The Toronto Western Hospital is an academic hospital in Toronto, Canada, with an annual Emergency Department (ED) volume of 64,000 patients. Despite increases in patient volumes of almost six percent per annum over the last decade, there have been no commensurate increases in resources, infrastructure, and staffing. This has led to substantial increase in patient wait times, most specifically for those patients with lower acuity presentations. Despite requiring only minimal care, these patients contribute disproportionately to ED congestion, which can adversely impact resource utilization and quality of care for all patients. We undertook a retrospective evaluation of a quality improvement initiative aimed at improving wait times experienced by patients with lower acuity presentations. A rapid improvement event was organized by frontline workers to rapidly overhaul processes of care, leading to the creation of the Rapid Medical Evaluation (RME) unit - a new pathway of care for patients with lower acuity presentations. The RME unit was designed by re-purposing existing resources and re-assigning one physician and one nurse towards the specific care of these patients. We evaluated the performance of the RME unit through measurement of physician initial assessment (PIA) times and total length of stay (LOS) times for multiple groups of patients assigned to various ED care pathways, during three periods lasting three months each.
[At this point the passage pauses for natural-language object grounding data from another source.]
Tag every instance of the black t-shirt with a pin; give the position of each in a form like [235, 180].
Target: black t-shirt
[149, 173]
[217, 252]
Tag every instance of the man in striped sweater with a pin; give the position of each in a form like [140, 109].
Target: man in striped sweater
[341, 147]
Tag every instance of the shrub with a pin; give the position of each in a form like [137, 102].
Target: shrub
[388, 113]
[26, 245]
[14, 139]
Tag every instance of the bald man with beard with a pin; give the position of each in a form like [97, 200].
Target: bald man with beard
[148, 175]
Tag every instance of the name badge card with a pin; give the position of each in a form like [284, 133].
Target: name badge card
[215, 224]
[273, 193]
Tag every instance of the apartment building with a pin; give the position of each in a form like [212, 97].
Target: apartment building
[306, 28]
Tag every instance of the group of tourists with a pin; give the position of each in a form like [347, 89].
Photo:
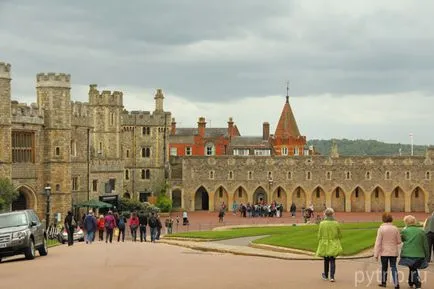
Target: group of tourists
[417, 245]
[115, 225]
[260, 209]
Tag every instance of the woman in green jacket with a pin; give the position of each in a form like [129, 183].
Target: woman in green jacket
[414, 252]
[329, 246]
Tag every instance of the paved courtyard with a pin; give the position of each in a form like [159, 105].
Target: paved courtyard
[146, 265]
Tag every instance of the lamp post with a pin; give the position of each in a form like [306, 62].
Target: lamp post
[47, 190]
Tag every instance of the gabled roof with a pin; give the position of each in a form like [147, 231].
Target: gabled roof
[287, 125]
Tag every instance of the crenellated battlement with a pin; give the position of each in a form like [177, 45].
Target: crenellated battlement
[23, 113]
[106, 97]
[60, 80]
[5, 70]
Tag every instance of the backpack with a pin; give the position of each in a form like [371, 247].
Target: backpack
[121, 223]
[152, 222]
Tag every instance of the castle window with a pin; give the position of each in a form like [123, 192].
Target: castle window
[188, 151]
[94, 185]
[173, 151]
[146, 152]
[210, 149]
[23, 147]
[75, 183]
[73, 148]
[368, 175]
[387, 175]
[146, 130]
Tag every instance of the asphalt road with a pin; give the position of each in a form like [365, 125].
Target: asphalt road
[146, 265]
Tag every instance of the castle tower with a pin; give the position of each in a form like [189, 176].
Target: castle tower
[54, 97]
[287, 139]
[159, 99]
[5, 120]
[106, 109]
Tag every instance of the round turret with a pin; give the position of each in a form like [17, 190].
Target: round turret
[5, 70]
[53, 80]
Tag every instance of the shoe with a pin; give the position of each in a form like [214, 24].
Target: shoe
[324, 277]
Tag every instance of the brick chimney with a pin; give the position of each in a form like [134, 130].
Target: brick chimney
[173, 127]
[231, 127]
[201, 125]
[265, 131]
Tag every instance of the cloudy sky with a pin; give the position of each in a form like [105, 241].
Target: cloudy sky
[357, 69]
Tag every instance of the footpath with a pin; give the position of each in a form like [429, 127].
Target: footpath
[246, 247]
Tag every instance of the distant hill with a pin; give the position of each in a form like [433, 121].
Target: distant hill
[366, 148]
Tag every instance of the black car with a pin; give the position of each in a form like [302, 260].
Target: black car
[21, 232]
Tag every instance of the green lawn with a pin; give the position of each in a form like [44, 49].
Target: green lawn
[356, 237]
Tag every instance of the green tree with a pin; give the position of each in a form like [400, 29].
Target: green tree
[7, 193]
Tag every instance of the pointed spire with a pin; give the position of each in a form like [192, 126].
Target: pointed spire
[287, 92]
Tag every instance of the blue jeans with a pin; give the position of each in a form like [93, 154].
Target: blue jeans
[89, 236]
[385, 261]
[153, 233]
[330, 263]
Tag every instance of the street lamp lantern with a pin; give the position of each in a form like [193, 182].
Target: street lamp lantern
[47, 191]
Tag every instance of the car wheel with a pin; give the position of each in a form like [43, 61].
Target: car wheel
[43, 250]
[30, 251]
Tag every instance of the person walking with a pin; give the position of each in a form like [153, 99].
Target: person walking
[101, 227]
[143, 222]
[159, 227]
[293, 210]
[121, 221]
[90, 226]
[415, 251]
[387, 249]
[70, 224]
[429, 231]
[134, 225]
[110, 224]
[329, 246]
[153, 226]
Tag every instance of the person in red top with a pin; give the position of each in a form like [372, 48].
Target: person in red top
[101, 227]
[134, 224]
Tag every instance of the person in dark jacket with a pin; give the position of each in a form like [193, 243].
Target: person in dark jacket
[90, 226]
[143, 221]
[70, 224]
[152, 222]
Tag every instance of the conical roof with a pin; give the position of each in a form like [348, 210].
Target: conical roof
[287, 125]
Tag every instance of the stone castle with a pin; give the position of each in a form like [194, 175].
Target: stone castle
[97, 149]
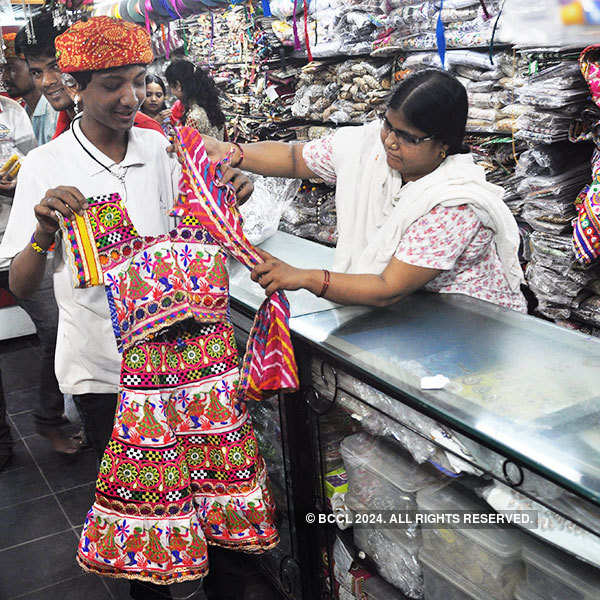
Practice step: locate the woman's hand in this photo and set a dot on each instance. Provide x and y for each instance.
(163, 115)
(241, 182)
(215, 149)
(7, 186)
(64, 200)
(274, 274)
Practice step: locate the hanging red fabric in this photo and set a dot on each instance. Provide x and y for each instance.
(297, 45)
(306, 40)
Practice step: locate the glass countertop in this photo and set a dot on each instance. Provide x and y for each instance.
(299, 253)
(521, 385)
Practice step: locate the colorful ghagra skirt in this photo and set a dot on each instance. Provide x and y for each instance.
(182, 468)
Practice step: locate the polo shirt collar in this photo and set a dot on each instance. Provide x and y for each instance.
(133, 157)
(41, 108)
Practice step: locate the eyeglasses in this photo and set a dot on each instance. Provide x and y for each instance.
(401, 135)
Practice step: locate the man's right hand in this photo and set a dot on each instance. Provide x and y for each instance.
(215, 149)
(62, 200)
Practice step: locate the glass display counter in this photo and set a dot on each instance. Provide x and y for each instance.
(517, 426)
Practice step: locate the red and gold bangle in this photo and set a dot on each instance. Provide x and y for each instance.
(241, 160)
(36, 246)
(326, 278)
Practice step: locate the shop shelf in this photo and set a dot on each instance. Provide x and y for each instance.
(443, 583)
(384, 477)
(554, 575)
(488, 558)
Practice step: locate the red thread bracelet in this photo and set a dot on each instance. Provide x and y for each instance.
(326, 278)
(239, 162)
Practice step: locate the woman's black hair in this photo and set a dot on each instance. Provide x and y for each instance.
(435, 102)
(44, 34)
(198, 87)
(158, 80)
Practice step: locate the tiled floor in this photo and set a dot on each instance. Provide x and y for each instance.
(43, 501)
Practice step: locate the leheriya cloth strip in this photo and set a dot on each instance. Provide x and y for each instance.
(269, 363)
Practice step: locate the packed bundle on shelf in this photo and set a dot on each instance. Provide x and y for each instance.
(333, 27)
(554, 93)
(552, 172)
(413, 26)
(382, 476)
(312, 215)
(353, 91)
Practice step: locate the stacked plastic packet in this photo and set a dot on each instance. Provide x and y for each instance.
(334, 27)
(409, 25)
(551, 176)
(354, 91)
(554, 92)
(312, 215)
(382, 476)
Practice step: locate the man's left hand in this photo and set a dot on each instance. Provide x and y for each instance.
(241, 182)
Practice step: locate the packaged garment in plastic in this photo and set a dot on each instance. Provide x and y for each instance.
(396, 563)
(262, 212)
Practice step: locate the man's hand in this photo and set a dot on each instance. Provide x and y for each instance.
(241, 182)
(7, 186)
(65, 200)
(274, 274)
(215, 149)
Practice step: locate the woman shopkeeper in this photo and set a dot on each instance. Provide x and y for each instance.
(413, 209)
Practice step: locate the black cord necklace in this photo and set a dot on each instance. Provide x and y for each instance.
(121, 177)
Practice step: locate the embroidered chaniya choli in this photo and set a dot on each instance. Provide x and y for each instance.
(182, 468)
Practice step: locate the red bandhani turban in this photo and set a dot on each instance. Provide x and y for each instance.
(102, 43)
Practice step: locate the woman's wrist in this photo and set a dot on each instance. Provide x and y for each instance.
(313, 280)
(237, 154)
(42, 238)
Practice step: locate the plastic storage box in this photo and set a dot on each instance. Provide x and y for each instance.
(524, 592)
(555, 575)
(382, 476)
(376, 588)
(404, 535)
(490, 559)
(396, 563)
(442, 583)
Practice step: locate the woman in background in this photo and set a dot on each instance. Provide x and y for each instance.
(154, 106)
(199, 96)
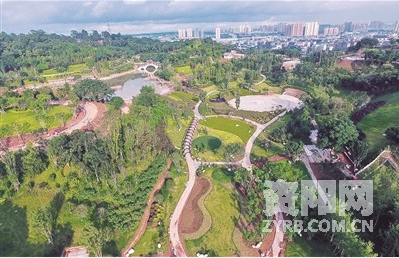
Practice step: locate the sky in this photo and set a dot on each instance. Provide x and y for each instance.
(140, 16)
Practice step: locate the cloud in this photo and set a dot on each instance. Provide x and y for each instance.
(101, 8)
(134, 15)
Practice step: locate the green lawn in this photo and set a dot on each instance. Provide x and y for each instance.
(301, 247)
(259, 151)
(223, 207)
(183, 96)
(237, 127)
(375, 123)
(168, 196)
(183, 69)
(214, 154)
(12, 118)
(279, 123)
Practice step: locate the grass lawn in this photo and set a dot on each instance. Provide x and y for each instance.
(260, 151)
(78, 69)
(214, 154)
(12, 117)
(186, 69)
(279, 123)
(170, 192)
(183, 96)
(375, 123)
(223, 207)
(301, 247)
(237, 127)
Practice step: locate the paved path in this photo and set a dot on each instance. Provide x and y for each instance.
(90, 112)
(263, 79)
(177, 244)
(322, 194)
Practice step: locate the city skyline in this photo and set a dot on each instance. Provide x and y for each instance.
(129, 17)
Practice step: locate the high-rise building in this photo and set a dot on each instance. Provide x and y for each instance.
(376, 25)
(295, 30)
(189, 33)
(311, 29)
(217, 33)
(348, 27)
(396, 29)
(182, 33)
(331, 31)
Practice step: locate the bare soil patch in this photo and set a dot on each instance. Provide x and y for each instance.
(192, 217)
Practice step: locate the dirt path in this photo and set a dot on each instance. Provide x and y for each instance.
(89, 114)
(143, 224)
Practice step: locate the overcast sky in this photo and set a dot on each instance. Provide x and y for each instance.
(137, 16)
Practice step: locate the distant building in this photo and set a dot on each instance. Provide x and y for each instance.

Weekly measurements of mean and 90th percentile of PIA and LOS times showed special cause variation in all targeted patient groups. Of note, the patients seen in the RME unit saw their median PIA and LOS times decrease from 98min to 70min and from 165min to 130min, respectively, from baseline. Despite ever-growing numbers of patient visits, wait times for all patients with lower acuity presentations remained low, and wait times of patients with higher acuity presentations assigned to other ED care pathways were not adversely affected. By specifically re-purposing a fraction of existing staff, resources, and infrastructure for patients with lower acuity presentations, we were able to streamline their care and decrease wait times in the ED. These results were achieved through the incremental improvements afforded by rapidly cycling through PDSA cycles, with strong frontline staff involvement and continuously eliciting feedback for improvement. We believe the model to be replicable in other academic medical centres.